Fidèle aux idéaux de la tech décentralisée, Bitchat ne demande aucune inscription. Pas d’email, pas de numéro de téléphone : l’utilisateur choisit un pseudonyme, et c’est tout. L’application chiffre les échanges de bout en bout et brouille même les métadonnées grâce à des messages factices aléatoires et des délais artificiels d’envoi. Un mode « Panic » permet de tout effacer en un instant, par triple appui sur l’icône. La confidentialité ne s’arrête pas aux conversations privées. Bitchat permet aussi de rejoindre des salons thématiques via mot de passe ou hashtags. Chaque salon peut exister indépendamment, sans administrateur central, et rester actif tant qu’au moins deux membres sont connectés dans un rayon de quelques centaines de mètres.

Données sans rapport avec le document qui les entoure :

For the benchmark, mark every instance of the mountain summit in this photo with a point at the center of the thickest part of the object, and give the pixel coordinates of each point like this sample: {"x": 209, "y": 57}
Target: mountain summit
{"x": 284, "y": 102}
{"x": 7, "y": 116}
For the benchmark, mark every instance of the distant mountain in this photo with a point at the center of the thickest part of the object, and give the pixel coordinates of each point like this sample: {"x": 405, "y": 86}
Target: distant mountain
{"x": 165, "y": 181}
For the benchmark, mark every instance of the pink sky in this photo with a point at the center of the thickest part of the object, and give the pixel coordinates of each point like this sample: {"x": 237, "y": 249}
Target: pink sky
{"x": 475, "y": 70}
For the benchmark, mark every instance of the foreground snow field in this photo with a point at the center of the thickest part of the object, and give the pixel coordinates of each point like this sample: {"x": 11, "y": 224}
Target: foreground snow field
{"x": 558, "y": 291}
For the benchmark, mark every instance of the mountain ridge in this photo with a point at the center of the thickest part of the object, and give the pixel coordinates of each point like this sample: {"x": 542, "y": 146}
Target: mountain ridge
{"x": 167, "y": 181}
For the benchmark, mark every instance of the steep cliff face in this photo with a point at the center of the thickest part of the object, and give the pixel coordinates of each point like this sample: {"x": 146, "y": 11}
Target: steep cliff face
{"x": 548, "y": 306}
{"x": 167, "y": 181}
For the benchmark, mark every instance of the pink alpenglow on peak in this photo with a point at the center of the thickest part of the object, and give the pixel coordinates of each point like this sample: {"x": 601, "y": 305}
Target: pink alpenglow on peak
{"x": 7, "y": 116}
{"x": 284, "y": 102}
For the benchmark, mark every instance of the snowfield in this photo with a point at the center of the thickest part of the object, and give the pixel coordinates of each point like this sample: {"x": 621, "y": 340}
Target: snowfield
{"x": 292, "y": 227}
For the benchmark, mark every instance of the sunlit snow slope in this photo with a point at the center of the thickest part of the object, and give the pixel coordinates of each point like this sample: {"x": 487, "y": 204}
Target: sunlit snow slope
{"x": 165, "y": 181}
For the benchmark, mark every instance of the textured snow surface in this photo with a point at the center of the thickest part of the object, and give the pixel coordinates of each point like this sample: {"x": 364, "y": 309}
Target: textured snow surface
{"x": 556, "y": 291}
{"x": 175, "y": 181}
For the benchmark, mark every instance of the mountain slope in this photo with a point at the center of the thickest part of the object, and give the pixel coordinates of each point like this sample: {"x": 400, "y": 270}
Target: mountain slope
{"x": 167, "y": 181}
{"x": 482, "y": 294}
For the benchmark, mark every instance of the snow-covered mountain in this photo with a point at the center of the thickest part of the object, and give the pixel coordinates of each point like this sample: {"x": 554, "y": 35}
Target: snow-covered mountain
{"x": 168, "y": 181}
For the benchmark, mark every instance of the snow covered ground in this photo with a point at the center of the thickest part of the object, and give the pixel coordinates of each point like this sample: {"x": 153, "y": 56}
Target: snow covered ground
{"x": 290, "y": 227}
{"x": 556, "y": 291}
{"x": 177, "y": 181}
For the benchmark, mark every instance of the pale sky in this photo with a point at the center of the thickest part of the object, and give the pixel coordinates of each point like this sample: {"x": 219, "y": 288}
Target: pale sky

L’après-WhatsApp : vers une messagerie post-réseau ?

Bitchat n’est pas un OVNI technologique : il s’inscrit dans une lignée de messageries hors ligne déjà éprouvées. Des applications comme FireChat ou Bridgefy ont gagné en visibilité lors des manifestations pro-démocratie à Hong Kong, en 2014 puis 2019, quand les autorités cherchaient à surveiller ou bloquer les communications numériques. Leur principal avantage : échapper aux réseaux contrôlés, en s’appuyant uniquement sur la proximité entre appareils. Bitchat pousse cette logique beaucoup plus loin, en y ajoutant un niveau de sécurité, de chiffrement et d’anonymat inédit.

Mais son potentiel dépasse les contextes politiques. Dans un festival où le réseau sature, dans une zone isolée sans couverture, lors d’une catastrophe naturelle ou simplement pour échanger sans laisser de trace, Bitchat pourrait devenir un outil précieux. Plus la densité d’utilisateurs est forte dans un lieu donné, plus le maillage se renforce. Jack Dorsey le répète : il ne s’agit pas de remplacer WhatsApp ou Telegram, mais de proposer un complément radicalement différent, pensé pour les moments où les plateformes classiques ne fonctionnent plus — ou ne sont plus souhaitables.

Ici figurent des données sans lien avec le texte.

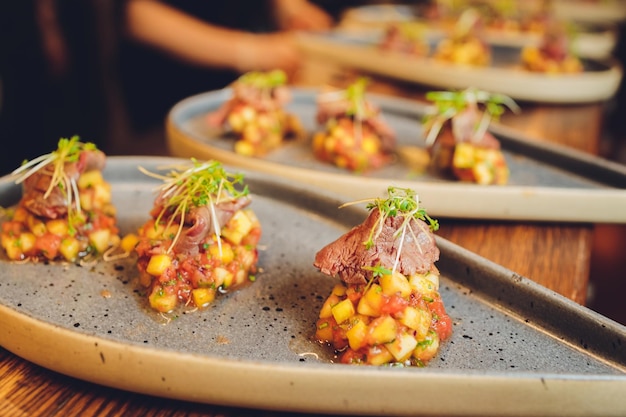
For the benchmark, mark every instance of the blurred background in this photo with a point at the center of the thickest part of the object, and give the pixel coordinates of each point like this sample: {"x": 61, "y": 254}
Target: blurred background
{"x": 81, "y": 67}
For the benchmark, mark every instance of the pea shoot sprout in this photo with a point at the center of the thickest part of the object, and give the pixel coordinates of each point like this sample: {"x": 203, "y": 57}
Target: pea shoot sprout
{"x": 357, "y": 107}
{"x": 448, "y": 104}
{"x": 68, "y": 151}
{"x": 402, "y": 202}
{"x": 264, "y": 82}
{"x": 200, "y": 185}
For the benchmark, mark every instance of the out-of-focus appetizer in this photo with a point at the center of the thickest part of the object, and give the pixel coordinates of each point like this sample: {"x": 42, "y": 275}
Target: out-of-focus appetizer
{"x": 201, "y": 238}
{"x": 255, "y": 113}
{"x": 65, "y": 212}
{"x": 554, "y": 55}
{"x": 355, "y": 136}
{"x": 457, "y": 136}
{"x": 387, "y": 308}
{"x": 466, "y": 44}
{"x": 406, "y": 37}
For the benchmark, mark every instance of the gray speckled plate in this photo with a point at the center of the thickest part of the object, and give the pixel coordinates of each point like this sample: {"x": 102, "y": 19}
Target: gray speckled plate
{"x": 517, "y": 348}
{"x": 547, "y": 181}
{"x": 598, "y": 81}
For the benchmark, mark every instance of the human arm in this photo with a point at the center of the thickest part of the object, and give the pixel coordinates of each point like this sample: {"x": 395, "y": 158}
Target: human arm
{"x": 197, "y": 42}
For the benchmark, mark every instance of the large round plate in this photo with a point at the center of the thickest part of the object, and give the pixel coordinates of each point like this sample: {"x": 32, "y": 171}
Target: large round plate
{"x": 536, "y": 190}
{"x": 253, "y": 348}
{"x": 599, "y": 81}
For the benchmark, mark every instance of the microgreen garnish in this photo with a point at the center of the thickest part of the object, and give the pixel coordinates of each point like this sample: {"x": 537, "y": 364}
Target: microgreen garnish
{"x": 68, "y": 151}
{"x": 402, "y": 202}
{"x": 202, "y": 184}
{"x": 357, "y": 107}
{"x": 448, "y": 104}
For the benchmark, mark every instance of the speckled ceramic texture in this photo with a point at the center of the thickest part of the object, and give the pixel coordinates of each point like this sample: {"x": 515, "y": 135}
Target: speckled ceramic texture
{"x": 505, "y": 74}
{"x": 405, "y": 119}
{"x": 504, "y": 325}
{"x": 547, "y": 181}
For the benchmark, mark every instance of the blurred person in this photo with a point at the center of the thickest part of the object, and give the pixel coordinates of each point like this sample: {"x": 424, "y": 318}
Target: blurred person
{"x": 51, "y": 80}
{"x": 173, "y": 49}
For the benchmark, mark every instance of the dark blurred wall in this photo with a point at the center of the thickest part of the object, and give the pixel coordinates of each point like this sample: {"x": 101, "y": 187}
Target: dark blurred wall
{"x": 48, "y": 92}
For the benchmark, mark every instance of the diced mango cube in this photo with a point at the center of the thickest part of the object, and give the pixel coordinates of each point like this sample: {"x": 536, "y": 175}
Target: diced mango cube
{"x": 203, "y": 296}
{"x": 339, "y": 290}
{"x": 343, "y": 310}
{"x": 222, "y": 277}
{"x": 100, "y": 239}
{"x": 158, "y": 264}
{"x": 357, "y": 335}
{"x": 416, "y": 319}
{"x": 371, "y": 302}
{"x": 402, "y": 347}
{"x": 324, "y": 330}
{"x": 129, "y": 242}
{"x": 69, "y": 248}
{"x": 237, "y": 227}
{"x": 382, "y": 330}
{"x": 423, "y": 285}
{"x": 27, "y": 242}
{"x": 223, "y": 252}
{"x": 379, "y": 355}
{"x": 395, "y": 283}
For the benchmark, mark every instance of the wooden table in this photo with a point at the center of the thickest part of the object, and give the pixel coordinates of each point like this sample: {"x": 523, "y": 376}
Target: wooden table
{"x": 554, "y": 255}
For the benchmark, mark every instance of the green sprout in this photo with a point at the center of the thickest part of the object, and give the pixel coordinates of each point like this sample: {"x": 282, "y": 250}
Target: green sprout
{"x": 202, "y": 184}
{"x": 68, "y": 151}
{"x": 449, "y": 104}
{"x": 402, "y": 202}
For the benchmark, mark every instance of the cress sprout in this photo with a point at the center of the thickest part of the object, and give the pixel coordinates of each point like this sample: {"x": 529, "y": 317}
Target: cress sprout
{"x": 402, "y": 202}
{"x": 202, "y": 184}
{"x": 68, "y": 151}
{"x": 449, "y": 104}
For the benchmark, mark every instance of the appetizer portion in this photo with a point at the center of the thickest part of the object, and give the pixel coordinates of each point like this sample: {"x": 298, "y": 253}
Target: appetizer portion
{"x": 466, "y": 44}
{"x": 406, "y": 37}
{"x": 201, "y": 239}
{"x": 354, "y": 135}
{"x": 554, "y": 55}
{"x": 255, "y": 113}
{"x": 457, "y": 137}
{"x": 387, "y": 308}
{"x": 65, "y": 212}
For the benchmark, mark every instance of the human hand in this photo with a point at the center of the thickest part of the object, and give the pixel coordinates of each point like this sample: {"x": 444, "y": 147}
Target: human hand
{"x": 264, "y": 52}
{"x": 301, "y": 15}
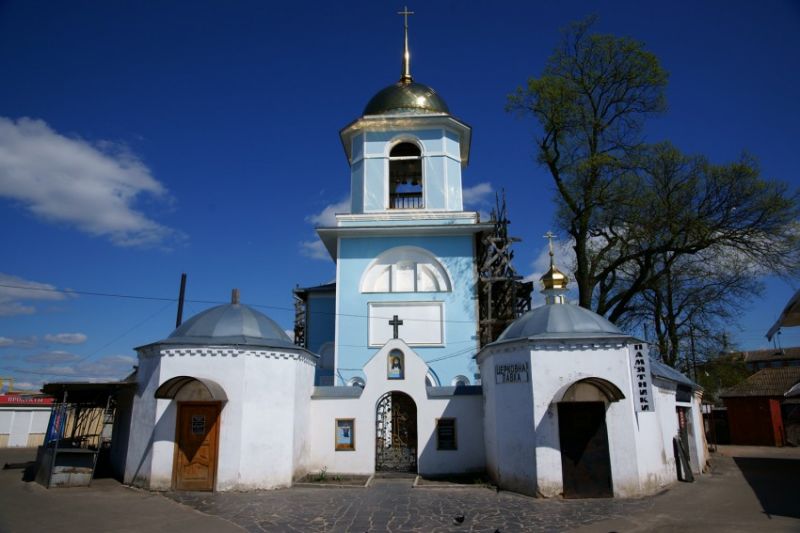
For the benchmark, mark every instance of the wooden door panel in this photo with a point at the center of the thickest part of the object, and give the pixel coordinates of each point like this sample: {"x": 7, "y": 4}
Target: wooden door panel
{"x": 196, "y": 446}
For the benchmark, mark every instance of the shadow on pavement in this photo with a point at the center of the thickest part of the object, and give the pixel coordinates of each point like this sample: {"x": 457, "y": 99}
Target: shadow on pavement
{"x": 774, "y": 482}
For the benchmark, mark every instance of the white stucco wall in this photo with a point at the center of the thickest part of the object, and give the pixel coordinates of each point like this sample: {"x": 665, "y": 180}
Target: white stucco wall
{"x": 523, "y": 445}
{"x": 267, "y": 395}
{"x": 466, "y": 409}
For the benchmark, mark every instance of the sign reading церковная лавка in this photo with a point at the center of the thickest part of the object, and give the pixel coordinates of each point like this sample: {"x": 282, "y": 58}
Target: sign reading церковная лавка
{"x": 640, "y": 377}
{"x": 511, "y": 372}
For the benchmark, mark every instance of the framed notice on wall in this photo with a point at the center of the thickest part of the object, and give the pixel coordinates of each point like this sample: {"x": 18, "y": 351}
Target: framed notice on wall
{"x": 345, "y": 434}
{"x": 446, "y": 434}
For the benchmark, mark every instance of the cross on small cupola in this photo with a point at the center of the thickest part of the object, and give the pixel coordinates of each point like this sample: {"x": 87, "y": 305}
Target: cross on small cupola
{"x": 554, "y": 281}
{"x": 395, "y": 322}
{"x": 405, "y": 76}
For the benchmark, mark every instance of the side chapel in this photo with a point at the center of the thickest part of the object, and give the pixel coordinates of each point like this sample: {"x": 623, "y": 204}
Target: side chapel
{"x": 561, "y": 404}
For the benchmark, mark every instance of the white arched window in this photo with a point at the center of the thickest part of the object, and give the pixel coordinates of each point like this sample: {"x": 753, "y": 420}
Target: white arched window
{"x": 405, "y": 269}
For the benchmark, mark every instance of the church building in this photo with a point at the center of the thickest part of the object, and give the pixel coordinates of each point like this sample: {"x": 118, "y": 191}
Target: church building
{"x": 390, "y": 374}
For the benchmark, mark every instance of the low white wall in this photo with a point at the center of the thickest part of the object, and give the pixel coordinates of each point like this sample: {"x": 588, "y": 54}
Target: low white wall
{"x": 466, "y": 409}
{"x": 508, "y": 422}
{"x": 23, "y": 426}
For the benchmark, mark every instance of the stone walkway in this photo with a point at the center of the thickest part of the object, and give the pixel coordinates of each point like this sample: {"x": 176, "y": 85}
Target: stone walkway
{"x": 393, "y": 505}
{"x": 749, "y": 489}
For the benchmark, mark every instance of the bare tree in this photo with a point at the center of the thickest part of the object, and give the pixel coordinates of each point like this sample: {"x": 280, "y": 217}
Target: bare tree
{"x": 654, "y": 230}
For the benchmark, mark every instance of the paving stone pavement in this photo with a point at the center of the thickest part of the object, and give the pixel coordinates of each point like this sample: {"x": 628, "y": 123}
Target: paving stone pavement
{"x": 393, "y": 505}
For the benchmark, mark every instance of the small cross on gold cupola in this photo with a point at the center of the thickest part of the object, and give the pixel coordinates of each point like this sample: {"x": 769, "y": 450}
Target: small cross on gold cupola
{"x": 554, "y": 282}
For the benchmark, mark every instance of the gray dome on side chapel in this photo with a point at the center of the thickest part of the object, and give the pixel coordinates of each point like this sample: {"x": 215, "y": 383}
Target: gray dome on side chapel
{"x": 406, "y": 96}
{"x": 560, "y": 321}
{"x": 234, "y": 324}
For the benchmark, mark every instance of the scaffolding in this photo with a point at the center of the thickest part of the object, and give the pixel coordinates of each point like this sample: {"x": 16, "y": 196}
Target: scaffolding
{"x": 503, "y": 296}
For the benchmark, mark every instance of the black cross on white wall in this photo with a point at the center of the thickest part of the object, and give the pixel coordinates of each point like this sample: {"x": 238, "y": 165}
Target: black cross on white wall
{"x": 395, "y": 323}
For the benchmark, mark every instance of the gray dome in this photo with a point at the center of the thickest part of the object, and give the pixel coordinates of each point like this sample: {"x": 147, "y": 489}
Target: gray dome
{"x": 560, "y": 321}
{"x": 406, "y": 96}
{"x": 231, "y": 324}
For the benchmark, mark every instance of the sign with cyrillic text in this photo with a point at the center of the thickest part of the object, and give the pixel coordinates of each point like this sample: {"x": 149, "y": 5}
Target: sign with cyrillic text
{"x": 640, "y": 377}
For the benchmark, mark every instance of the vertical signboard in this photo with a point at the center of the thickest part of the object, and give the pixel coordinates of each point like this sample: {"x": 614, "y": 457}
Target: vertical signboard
{"x": 640, "y": 377}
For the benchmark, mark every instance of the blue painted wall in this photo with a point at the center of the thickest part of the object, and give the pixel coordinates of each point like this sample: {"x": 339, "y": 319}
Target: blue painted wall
{"x": 460, "y": 310}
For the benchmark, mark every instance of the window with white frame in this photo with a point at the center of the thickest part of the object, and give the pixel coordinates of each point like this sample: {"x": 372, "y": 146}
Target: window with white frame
{"x": 406, "y": 269}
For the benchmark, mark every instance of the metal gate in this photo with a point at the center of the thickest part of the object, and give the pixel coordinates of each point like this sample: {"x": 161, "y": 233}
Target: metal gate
{"x": 396, "y": 433}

Avec ce projet, Dorsey poursuit sa croisade pour un Internet décentralisé. Après avoir quitté le conseil d’administration de Bluesky, il a doublé son soutien aux protocoles comme Nostr, et à tous les outils qui redonnent à l’individu le contrôle de ses échanges. Bitchat, dans cette logique, est bien plus qu’une expérimentation technique : c’est un manifeste en code source. Reste à savoir si cette vision peut séduire au-delà des passionnés de confidentialité et des communautés cryptosensibles. L’application, aujourd’hui limitée à iOS et à quelques milliers de testeurs, pourrait buter sur la fragmentation des usages ou l’inertie des habitudes. Surtout, les utilisateurs sont-ils prêts à sacrifier la fluidité des interfaces grand public pour regagner une forme de souveraineté numérique ?

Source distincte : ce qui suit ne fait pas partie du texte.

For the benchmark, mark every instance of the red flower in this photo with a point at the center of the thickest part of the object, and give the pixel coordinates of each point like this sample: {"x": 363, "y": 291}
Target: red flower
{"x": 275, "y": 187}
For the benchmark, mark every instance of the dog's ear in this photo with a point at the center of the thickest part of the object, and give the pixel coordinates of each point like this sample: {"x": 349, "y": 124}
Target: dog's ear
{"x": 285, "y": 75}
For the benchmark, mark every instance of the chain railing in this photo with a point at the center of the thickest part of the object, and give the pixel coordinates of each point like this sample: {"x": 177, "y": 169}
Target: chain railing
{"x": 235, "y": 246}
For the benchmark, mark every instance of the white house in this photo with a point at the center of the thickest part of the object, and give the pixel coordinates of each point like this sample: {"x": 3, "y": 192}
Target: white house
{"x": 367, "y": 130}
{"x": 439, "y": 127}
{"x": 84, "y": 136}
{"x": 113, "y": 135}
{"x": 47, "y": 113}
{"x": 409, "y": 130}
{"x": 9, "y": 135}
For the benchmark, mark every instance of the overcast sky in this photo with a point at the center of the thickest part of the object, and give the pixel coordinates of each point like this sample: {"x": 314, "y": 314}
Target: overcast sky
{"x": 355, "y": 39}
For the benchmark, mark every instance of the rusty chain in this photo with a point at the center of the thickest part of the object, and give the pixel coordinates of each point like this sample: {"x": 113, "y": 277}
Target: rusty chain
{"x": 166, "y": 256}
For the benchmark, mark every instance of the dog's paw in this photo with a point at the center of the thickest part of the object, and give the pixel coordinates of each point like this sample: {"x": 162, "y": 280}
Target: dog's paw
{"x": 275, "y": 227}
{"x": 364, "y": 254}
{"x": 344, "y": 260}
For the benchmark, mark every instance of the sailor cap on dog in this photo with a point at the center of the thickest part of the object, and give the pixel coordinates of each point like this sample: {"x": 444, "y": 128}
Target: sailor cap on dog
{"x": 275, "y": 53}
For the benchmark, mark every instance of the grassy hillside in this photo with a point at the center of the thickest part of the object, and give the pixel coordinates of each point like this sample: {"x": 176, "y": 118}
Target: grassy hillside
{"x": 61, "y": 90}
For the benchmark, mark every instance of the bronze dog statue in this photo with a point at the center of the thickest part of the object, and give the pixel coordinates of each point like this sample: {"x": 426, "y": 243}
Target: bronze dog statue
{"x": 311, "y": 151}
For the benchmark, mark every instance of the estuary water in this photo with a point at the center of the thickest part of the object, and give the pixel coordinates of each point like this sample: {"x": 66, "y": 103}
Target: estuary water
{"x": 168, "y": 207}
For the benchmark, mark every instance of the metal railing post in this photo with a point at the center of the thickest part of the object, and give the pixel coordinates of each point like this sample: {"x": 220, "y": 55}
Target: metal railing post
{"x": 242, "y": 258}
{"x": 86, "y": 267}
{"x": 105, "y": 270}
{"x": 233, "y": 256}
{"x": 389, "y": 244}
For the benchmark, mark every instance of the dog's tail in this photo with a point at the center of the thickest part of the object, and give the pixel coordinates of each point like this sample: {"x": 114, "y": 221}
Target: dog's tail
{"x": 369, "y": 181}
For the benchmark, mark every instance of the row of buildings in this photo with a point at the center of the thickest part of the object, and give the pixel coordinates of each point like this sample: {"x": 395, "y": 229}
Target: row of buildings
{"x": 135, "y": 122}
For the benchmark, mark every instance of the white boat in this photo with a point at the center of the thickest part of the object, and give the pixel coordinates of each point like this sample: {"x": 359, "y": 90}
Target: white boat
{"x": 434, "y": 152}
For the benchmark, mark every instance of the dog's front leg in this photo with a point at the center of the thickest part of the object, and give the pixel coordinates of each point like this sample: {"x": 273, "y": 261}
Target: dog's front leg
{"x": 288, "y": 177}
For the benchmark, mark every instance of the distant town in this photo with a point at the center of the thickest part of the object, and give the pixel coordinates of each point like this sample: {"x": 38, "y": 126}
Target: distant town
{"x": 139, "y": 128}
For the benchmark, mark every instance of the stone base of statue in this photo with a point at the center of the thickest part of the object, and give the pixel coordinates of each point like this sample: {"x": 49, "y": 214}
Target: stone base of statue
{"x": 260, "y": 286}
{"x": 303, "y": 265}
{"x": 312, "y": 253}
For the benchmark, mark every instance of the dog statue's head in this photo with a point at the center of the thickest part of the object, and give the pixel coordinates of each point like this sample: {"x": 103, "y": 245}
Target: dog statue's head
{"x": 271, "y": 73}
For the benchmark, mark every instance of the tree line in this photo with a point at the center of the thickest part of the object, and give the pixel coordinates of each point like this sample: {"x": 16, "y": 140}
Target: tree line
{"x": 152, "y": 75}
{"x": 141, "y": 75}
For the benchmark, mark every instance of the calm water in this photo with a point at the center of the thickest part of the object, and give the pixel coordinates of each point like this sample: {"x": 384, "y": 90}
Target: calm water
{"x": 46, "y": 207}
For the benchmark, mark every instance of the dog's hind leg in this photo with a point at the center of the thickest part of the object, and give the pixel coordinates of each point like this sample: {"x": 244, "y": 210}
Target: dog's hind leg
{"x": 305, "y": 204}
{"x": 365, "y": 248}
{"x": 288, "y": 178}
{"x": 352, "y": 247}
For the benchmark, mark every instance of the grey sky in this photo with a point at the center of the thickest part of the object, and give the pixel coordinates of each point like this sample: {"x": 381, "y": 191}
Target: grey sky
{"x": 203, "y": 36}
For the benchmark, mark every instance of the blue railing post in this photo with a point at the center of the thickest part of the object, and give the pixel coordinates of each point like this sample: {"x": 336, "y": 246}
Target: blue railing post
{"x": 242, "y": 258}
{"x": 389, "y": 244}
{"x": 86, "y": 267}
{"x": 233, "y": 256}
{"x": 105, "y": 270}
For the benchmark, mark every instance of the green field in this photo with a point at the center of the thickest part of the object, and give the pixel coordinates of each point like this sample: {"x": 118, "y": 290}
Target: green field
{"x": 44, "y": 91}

Pour l’heure, Bitchat agit comme une démonstration. Elle prouve qu’une communication sécurisée, décentralisée et invisible est techniquement possible, sans aucun recours à une infrastructure centralisée. Dans un monde où les gouvernements et les géants du numérique verrouillent peu à peu les canaux d’échange, ce type d’outil pourrait bien ne pas rester une curiosité marginale. Le projet lancé par Dorsey, presque à la légère, semble avoir allumé une mèche bien plus longue qu’il n’y paraît.